Bug forwarded from Evince: https://bugzilla.gnome.org/show_bug.cgi?id=632365
"The attached PDF shows the new Indian Rupee Sign (₹) exported from Inkscape;
with the smaller text at the bottom of the PDF it is possible to drag over and
select it for copy and paste.
However, neither "Select All", or dragging over the symbol itself highlights
the large symbol for copy-and-paste.
The large symbol is textual in nature (this can be confirmed by re-opening the
PDF in Inkscape, or using pdftohtml).
Ideally it would be possible to highlight and select all text in a document,
regardless of size. In this case the document had been created specifically to
encourage people to copy-and-paste the correct symbol into their own documents!"
Test case is attached to original bug report. I can confirm that pdftotext doesn't include the first large symbol, and acroread allows to select and copy/paste it.
Created attachment 70502 [details] [review]
Allow large chars in TextPage
The large symbol is not selectable because TextPage::addChar rejects characters larger than the page size. This patch removes that that check, though I do not know why it was added in the first place.
Created attachment 70504 [details] [review]
Use page size for max value in TextPage::visitSelection
The previous patch will cause TextPage::visitSelection to skip the "Indian ₹upee Sign" text because its bottom edge falls outside the page size. This also affects poppler_page_get_text, which indirectly calls visitSelection.
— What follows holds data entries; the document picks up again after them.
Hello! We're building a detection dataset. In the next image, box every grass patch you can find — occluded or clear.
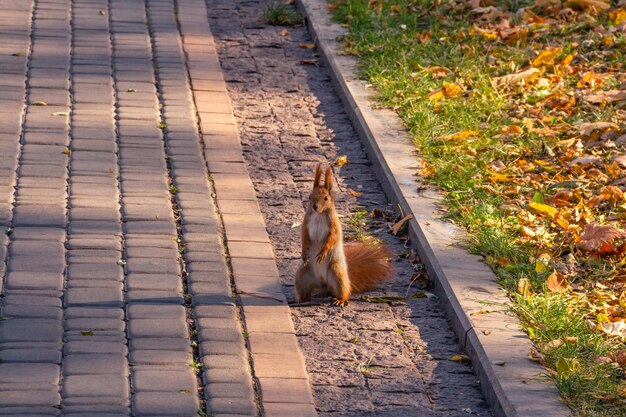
[329,0,626,417]
[262,3,304,26]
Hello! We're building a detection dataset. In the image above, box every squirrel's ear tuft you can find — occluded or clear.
[324,167,333,192]
[313,164,322,187]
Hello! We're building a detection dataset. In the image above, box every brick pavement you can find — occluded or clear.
[0,0,488,417]
[0,0,315,417]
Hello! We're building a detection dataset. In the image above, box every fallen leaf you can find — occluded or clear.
[528,201,556,218]
[442,130,478,140]
[576,224,624,253]
[335,155,348,167]
[598,319,626,339]
[613,155,626,168]
[576,71,603,88]
[426,66,453,78]
[502,125,522,135]
[546,270,570,292]
[569,156,602,167]
[556,357,580,378]
[563,0,611,10]
[578,122,618,136]
[583,90,626,104]
[391,214,413,235]
[530,48,562,67]
[609,9,626,26]
[493,68,541,87]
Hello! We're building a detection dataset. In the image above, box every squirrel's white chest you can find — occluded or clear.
[307,212,330,245]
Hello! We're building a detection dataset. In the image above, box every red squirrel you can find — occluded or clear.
[295,164,393,306]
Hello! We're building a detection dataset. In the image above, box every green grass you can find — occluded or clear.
[261,3,304,26]
[330,0,626,417]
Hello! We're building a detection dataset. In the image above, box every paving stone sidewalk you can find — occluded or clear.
[0,0,489,417]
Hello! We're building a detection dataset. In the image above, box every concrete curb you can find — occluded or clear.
[298,0,571,417]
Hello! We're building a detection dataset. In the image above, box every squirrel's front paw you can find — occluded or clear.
[315,252,328,262]
[333,300,348,308]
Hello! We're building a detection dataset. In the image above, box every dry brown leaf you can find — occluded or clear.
[598,320,626,339]
[563,0,611,11]
[578,122,618,136]
[391,214,413,235]
[441,130,478,140]
[576,224,624,253]
[583,90,626,104]
[570,156,602,167]
[426,66,453,78]
[530,48,563,67]
[493,68,541,87]
[546,270,570,292]
[613,155,626,168]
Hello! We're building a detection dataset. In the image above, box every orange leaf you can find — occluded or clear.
[442,130,478,140]
[528,201,556,218]
[493,68,541,87]
[546,270,569,292]
[443,83,463,98]
[576,224,625,253]
[576,71,603,88]
[531,48,562,67]
[502,125,522,135]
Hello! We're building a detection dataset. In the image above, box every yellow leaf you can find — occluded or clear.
[493,68,541,87]
[546,271,569,292]
[576,71,602,88]
[428,88,446,101]
[528,201,556,218]
[470,26,498,40]
[335,155,348,167]
[391,214,413,235]
[442,130,478,140]
[609,9,626,26]
[531,48,562,67]
[487,169,511,182]
[443,83,463,98]
[535,253,552,274]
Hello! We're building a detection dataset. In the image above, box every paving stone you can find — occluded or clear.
[0,318,63,342]
[129,349,192,369]
[65,287,124,307]
[63,353,128,376]
[206,397,256,416]
[0,348,61,364]
[128,318,189,339]
[5,270,63,291]
[132,392,199,417]
[61,374,129,396]
[131,364,197,393]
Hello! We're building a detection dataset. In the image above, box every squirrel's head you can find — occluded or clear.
[309,164,333,213]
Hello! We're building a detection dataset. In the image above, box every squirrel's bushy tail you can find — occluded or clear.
[344,242,393,292]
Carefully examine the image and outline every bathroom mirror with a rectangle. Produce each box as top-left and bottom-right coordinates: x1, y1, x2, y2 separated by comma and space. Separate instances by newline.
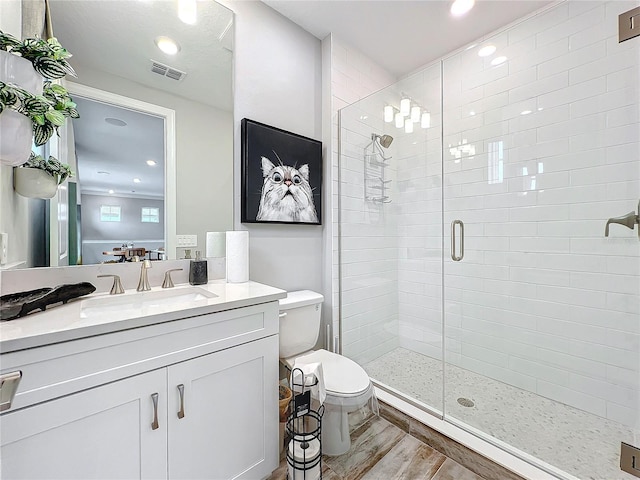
15, 0, 233, 266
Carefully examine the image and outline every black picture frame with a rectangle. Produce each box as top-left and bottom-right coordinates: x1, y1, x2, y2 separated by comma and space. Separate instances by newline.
241, 118, 322, 225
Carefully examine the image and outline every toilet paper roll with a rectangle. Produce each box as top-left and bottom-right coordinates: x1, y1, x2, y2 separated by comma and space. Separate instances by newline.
289, 435, 320, 463
289, 361, 327, 404
226, 230, 249, 283
205, 232, 227, 258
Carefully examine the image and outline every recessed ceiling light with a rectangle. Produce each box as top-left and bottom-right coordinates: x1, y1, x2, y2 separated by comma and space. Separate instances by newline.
155, 37, 180, 55
104, 117, 127, 127
478, 45, 496, 57
491, 57, 507, 67
451, 0, 476, 17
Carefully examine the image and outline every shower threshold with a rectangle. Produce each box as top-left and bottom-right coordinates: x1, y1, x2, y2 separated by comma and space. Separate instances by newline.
363, 348, 634, 480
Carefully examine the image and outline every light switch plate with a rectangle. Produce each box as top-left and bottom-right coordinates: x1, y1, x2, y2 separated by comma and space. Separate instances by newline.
0, 233, 9, 265
618, 7, 640, 43
620, 442, 640, 477
176, 235, 198, 248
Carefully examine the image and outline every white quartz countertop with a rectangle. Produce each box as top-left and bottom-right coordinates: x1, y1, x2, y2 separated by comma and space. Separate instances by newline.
0, 280, 287, 353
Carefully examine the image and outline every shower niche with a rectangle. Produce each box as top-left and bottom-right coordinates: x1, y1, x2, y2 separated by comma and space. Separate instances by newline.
364, 133, 393, 204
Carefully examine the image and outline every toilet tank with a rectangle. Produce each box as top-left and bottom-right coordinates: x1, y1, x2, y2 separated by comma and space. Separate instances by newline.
280, 290, 324, 358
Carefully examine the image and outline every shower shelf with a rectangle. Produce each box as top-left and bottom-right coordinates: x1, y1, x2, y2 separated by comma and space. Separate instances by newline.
364, 133, 391, 204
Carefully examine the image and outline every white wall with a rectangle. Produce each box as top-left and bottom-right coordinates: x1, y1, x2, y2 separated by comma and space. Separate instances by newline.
222, 1, 330, 293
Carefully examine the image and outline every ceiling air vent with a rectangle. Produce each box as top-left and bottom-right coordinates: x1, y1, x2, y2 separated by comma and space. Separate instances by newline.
151, 60, 187, 81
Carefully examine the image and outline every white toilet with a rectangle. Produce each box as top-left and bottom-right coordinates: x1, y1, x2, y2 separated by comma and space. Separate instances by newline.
280, 290, 377, 455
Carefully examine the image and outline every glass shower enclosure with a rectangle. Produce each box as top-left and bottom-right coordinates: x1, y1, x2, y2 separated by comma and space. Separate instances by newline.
339, 1, 640, 479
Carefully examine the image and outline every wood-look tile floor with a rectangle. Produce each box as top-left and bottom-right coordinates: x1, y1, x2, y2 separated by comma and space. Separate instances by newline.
269, 416, 483, 480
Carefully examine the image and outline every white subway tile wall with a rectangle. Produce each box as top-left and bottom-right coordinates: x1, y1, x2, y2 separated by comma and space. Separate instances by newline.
325, 35, 398, 363
440, 2, 640, 426
334, 1, 640, 427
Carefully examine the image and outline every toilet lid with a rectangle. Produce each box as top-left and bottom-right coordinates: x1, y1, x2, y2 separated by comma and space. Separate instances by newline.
296, 350, 370, 395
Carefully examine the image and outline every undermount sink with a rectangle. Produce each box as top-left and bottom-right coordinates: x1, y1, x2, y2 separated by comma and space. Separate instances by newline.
80, 287, 217, 318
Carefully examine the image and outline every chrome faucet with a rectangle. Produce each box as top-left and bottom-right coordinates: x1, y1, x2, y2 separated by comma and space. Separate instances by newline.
136, 260, 151, 292
604, 202, 640, 237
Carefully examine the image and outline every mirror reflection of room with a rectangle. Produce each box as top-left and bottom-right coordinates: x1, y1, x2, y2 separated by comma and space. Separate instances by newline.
73, 96, 165, 264
0, 0, 233, 268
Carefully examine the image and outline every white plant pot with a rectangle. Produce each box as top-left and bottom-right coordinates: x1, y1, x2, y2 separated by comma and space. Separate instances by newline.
0, 50, 42, 166
0, 110, 33, 167
13, 167, 58, 198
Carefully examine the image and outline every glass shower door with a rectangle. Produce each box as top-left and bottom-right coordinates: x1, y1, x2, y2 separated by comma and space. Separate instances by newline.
442, 2, 640, 478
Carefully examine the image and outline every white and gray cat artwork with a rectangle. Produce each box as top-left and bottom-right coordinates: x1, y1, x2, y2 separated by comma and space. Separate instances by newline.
256, 152, 318, 223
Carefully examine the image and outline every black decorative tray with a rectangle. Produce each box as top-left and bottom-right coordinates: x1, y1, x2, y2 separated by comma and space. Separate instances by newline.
0, 282, 96, 321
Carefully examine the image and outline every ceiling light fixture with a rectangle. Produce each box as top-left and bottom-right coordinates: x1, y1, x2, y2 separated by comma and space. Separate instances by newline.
384, 105, 393, 123
396, 112, 404, 128
478, 45, 496, 57
491, 57, 507, 67
451, 0, 476, 17
155, 37, 180, 55
400, 98, 411, 117
178, 0, 198, 25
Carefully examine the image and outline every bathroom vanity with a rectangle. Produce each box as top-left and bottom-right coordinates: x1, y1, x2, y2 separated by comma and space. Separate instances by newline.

This patch fixes that by using the page size if the TextBlock's border is outside the page.
Jason, just to make sure, just one or both of the patches have to be applied?
(In reply to comment #3)
> Jason, just to make sure, just one or both of the patches have to be applied?
Both need to be applied.
The "Allow large chars" patch fixes the bug. The "Use page size" patch fixes a side effect.
I've commited the first patch, i'll let the second to Carlos as evince is the one that only uses the visitSelection code.
Pushed the second patch to git master. Thanks!